The letter received pushback from some members of the business community who argued that government should not interfere with pensions’ investment decisions, but Brosseau believes that viewpoint doesn’t take the full macroeconomic picture into account.

“Portfolio management says that Canada is almost three per cent of world GDP, and three per cent of world markets, so a diversified portfolio should have just three per cent invested in Canada, and anything more is a bit overweight,” Brosseau said.

“But you have another theory, which is macroeconomic theory, that says a country should invest all it can in its own development, because that's the way it's going to increase its productivity, its incomes, its jobs, and its general wealth.”

Brosseau said the country’s national pension fund, the Canada Pension Plan (CPP), has around two per cent of its capital invested in Canadian private and public equities, with the majority invested in other markets.

He said this type of investment approach essentially cedes control of Canadian companies to investors from outside Canada, hampering the economy in the long run.
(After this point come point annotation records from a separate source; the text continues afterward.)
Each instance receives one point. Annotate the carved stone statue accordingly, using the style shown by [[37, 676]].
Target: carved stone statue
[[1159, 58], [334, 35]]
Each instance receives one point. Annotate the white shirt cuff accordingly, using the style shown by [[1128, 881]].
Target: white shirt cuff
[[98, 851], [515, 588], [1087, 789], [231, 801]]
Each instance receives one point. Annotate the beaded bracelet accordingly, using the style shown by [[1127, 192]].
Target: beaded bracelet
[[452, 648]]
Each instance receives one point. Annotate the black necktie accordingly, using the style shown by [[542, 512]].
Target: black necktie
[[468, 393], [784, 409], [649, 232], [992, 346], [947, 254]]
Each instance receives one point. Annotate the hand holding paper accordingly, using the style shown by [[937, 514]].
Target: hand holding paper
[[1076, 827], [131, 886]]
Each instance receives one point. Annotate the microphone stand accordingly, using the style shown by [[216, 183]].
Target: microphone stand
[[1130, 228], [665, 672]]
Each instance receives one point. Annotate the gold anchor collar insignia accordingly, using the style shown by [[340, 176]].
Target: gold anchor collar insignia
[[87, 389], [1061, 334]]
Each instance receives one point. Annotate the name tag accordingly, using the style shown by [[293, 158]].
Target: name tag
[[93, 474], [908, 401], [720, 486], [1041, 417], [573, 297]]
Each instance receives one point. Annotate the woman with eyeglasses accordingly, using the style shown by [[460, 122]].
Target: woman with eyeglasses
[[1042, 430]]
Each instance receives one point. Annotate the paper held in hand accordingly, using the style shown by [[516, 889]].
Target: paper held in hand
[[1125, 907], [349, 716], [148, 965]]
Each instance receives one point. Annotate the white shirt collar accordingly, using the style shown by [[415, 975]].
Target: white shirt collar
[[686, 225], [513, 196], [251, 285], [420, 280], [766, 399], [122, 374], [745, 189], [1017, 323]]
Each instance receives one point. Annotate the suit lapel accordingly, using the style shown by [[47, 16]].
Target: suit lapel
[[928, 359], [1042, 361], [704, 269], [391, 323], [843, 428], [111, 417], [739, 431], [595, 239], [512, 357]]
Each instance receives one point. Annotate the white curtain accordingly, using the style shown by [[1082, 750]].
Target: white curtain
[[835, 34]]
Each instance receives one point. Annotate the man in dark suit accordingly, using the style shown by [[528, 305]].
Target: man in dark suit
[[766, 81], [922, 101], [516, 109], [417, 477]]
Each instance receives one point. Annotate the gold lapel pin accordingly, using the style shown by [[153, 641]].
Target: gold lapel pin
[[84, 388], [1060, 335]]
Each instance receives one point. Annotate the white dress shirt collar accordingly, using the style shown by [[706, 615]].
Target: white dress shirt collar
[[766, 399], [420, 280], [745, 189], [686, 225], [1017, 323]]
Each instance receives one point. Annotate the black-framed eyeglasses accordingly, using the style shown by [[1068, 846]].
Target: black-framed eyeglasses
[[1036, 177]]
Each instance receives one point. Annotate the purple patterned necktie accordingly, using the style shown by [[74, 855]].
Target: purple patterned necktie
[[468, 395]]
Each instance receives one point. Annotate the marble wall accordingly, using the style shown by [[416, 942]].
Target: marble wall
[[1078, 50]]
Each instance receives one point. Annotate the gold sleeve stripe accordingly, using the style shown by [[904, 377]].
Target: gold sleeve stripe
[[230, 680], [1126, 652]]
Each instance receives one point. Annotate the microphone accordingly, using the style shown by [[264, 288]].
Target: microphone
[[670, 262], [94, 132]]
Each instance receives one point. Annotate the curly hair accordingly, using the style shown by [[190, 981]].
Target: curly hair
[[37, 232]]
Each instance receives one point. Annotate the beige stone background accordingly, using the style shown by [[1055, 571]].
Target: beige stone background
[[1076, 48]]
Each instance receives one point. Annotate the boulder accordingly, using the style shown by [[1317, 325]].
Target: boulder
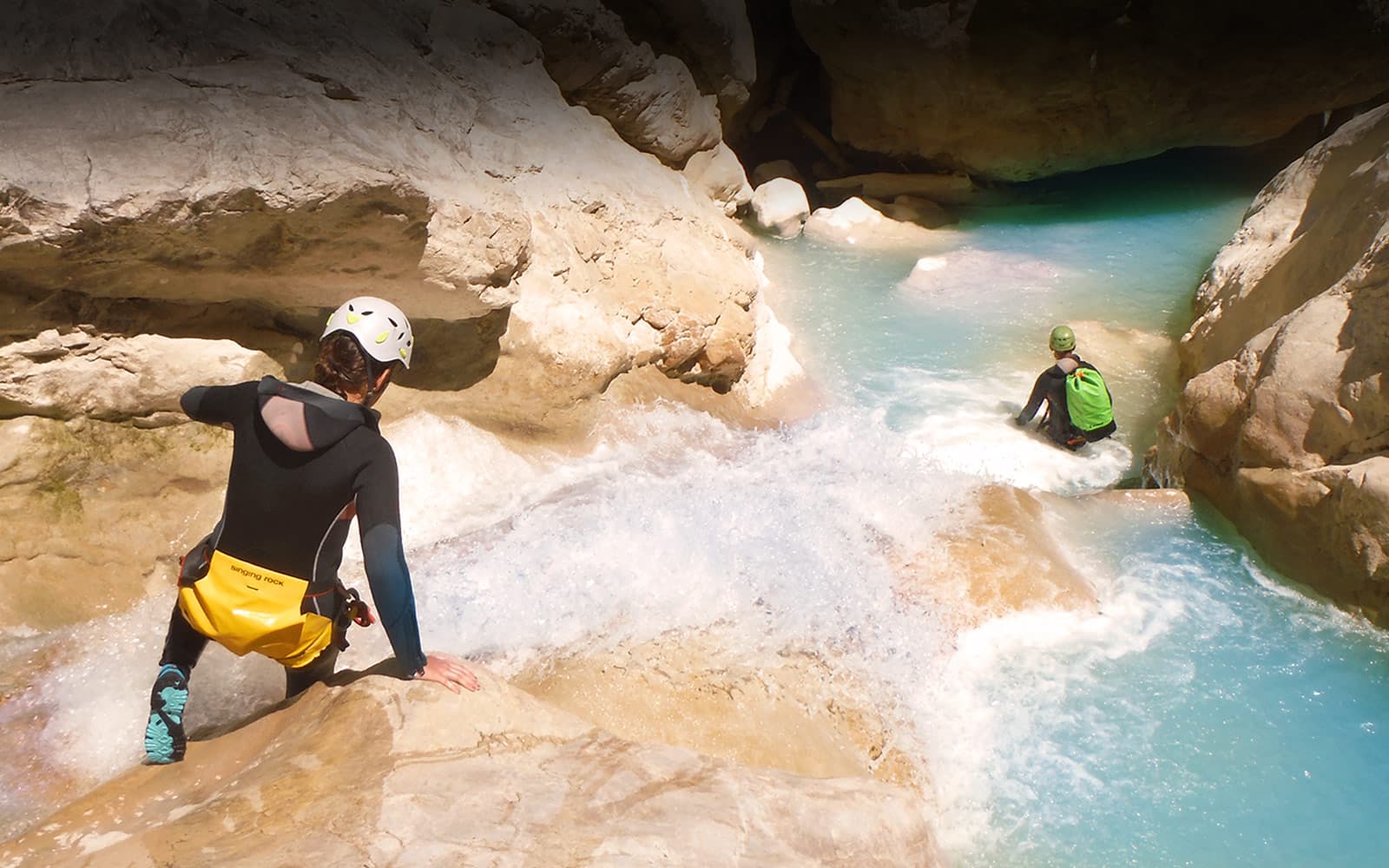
[[720, 175], [859, 224], [285, 157], [432, 778], [791, 710], [97, 513], [712, 36], [1284, 410], [1017, 90], [780, 207], [1002, 560]]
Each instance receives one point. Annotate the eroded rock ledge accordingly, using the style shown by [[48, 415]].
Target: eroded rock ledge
[[395, 773], [1284, 416]]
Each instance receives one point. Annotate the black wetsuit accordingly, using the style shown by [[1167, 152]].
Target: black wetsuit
[[300, 457], [1050, 388]]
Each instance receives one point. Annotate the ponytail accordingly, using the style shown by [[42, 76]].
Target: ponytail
[[344, 367]]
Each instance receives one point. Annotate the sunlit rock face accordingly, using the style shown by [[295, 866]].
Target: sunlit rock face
[[291, 156], [1017, 90], [1284, 417], [393, 773]]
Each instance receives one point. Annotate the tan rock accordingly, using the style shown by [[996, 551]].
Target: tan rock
[[789, 712], [1002, 559], [719, 173], [712, 36], [323, 167], [780, 207], [434, 778], [652, 101], [96, 514], [111, 378], [1284, 407], [858, 224]]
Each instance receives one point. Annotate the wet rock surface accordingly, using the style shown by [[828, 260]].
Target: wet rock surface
[[1284, 418], [392, 773]]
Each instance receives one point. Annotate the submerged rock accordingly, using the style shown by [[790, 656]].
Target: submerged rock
[[1000, 559], [1284, 411], [407, 774], [789, 712]]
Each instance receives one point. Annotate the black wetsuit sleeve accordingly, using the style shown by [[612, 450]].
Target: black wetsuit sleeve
[[384, 553], [213, 404], [1039, 391]]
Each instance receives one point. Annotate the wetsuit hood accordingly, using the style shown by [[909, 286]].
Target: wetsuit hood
[[307, 418]]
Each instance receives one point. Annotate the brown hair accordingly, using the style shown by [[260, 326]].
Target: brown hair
[[344, 367]]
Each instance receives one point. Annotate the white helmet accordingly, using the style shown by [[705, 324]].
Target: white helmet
[[379, 326]]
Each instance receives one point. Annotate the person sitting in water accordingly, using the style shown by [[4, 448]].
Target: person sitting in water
[[1080, 407], [306, 458]]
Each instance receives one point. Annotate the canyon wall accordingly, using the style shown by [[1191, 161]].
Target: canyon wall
[[1284, 416]]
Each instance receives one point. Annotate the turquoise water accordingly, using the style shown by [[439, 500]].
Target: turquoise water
[[1208, 713], [1205, 713]]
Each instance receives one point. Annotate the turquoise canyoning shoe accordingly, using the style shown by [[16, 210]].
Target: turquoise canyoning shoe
[[164, 740]]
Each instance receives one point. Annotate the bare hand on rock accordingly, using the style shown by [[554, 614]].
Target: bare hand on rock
[[451, 673]]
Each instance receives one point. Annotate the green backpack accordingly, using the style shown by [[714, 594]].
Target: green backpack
[[1088, 399]]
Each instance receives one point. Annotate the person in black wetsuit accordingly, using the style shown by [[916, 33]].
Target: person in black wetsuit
[[1052, 388], [306, 458]]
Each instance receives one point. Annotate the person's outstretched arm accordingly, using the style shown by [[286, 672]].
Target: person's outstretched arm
[[384, 555], [1039, 391]]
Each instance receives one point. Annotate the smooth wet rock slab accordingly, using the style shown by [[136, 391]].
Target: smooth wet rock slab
[[385, 773]]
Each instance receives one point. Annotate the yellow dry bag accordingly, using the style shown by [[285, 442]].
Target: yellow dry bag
[[250, 608]]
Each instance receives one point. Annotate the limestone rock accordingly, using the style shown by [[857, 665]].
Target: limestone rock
[[1002, 560], [719, 173], [97, 513], [1284, 407], [275, 155], [1018, 90], [111, 378], [712, 36], [780, 207], [434, 778], [789, 712], [859, 224], [650, 99]]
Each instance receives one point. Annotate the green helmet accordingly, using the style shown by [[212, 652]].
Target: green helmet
[[1063, 339]]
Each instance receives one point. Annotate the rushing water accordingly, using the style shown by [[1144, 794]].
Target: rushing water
[[1205, 713]]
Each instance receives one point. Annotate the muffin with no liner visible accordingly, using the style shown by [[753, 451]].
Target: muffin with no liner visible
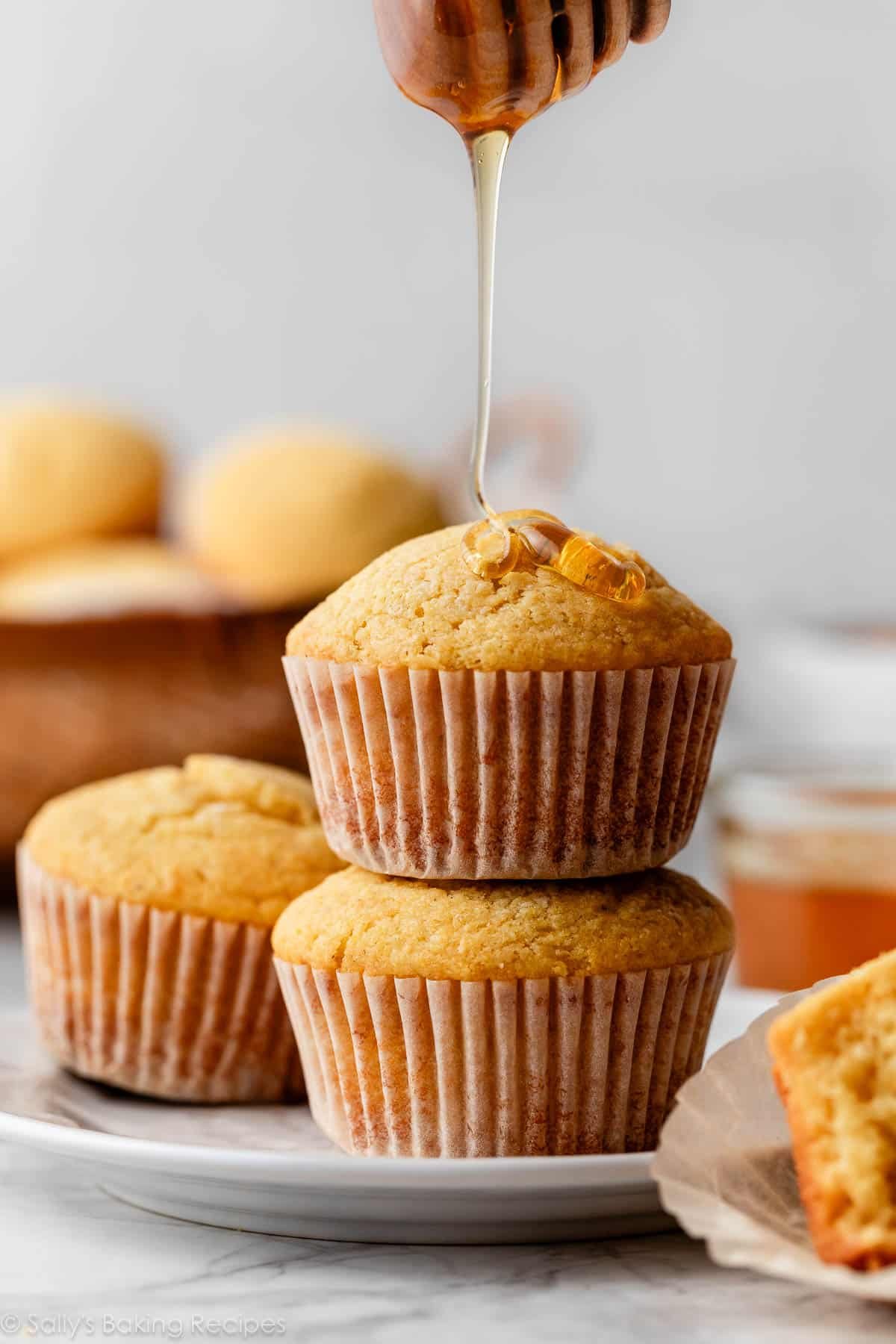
[[835, 1063], [514, 727], [147, 905], [70, 472], [285, 515], [105, 578], [500, 1019]]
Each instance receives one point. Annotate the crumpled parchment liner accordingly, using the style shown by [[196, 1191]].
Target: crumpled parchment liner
[[726, 1172]]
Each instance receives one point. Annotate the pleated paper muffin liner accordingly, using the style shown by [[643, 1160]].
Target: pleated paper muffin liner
[[160, 1003], [501, 1068], [508, 774]]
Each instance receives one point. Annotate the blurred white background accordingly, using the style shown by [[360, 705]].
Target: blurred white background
[[220, 211]]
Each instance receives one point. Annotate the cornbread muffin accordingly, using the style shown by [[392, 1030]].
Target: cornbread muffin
[[105, 578], [69, 472], [285, 517], [421, 606], [107, 692], [481, 1019], [514, 727], [147, 905], [835, 1063]]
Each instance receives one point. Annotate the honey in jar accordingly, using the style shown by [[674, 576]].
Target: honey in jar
[[810, 873]]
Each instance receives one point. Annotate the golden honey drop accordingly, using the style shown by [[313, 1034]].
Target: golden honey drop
[[505, 542], [488, 69]]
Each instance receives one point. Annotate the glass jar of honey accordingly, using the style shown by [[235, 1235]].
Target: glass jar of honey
[[809, 865]]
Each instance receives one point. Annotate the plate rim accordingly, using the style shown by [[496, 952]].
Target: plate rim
[[243, 1166]]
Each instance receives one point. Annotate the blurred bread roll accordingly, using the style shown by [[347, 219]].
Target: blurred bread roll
[[70, 472], [287, 515], [104, 579]]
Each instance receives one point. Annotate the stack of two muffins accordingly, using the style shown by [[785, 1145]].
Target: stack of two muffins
[[505, 968]]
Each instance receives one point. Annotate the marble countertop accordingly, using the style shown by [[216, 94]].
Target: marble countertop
[[75, 1263]]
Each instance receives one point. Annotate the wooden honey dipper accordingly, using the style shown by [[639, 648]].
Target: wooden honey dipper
[[487, 67], [494, 65]]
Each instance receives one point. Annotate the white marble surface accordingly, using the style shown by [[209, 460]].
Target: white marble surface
[[75, 1263]]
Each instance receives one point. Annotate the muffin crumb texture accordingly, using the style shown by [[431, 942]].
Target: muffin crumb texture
[[421, 606], [220, 836], [835, 1061], [359, 921]]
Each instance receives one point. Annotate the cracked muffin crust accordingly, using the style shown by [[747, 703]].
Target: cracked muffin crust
[[220, 836], [147, 903], [359, 921], [421, 606]]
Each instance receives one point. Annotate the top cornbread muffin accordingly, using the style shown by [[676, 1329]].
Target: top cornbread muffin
[[220, 838], [421, 606], [284, 517], [359, 921], [70, 472]]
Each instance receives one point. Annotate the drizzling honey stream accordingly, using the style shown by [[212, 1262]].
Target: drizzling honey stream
[[488, 67]]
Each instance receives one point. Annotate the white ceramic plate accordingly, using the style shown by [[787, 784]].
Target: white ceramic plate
[[267, 1169]]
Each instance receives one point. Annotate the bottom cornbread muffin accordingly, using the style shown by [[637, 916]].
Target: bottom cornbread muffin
[[835, 1065], [147, 905], [500, 1019]]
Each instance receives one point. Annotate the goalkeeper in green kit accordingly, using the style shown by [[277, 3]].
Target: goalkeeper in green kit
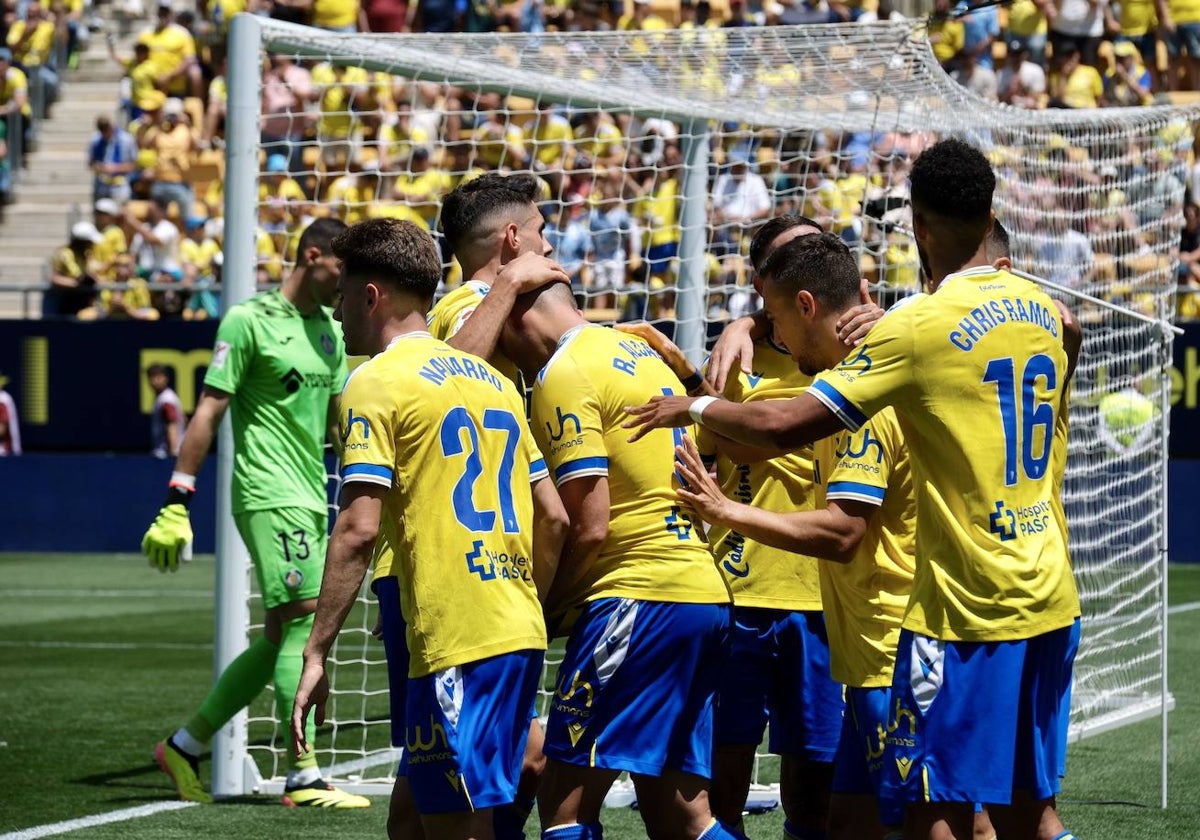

“Portfolio theory says to invest very little in Canada, and leave the control to foreigners, while macroeconomic theory says to invest all you can in Canada and keep control of your companies,” Brosseau said.

He added that despite his personal feelings on the issue, his main goal was to kick-start a conversation about it so that Canadians can be more informed about where their retirement savings are being allocated.

“It's a question that needs to be asked and needs to be discussed. If people decide that the best thing is that we let that money go and we don't encourage our own economy… if that's best for the country, so be it, we’ll live with it,” Brosseau said.

“But it cannot happen by accident, so this discussion that's going to occur is going to be quite important.”

And the discussion now has a moderator, as the federal Liberals announced in their budget last week that they’ve asked former Bank of Canada governor Stephen Poloz to examine ways to entice pensions to invest more at home.

Brosseau called the move “very positive,” and added that “(Poloz) has all the required skills and knowledge to be able to understand what the real issues are.”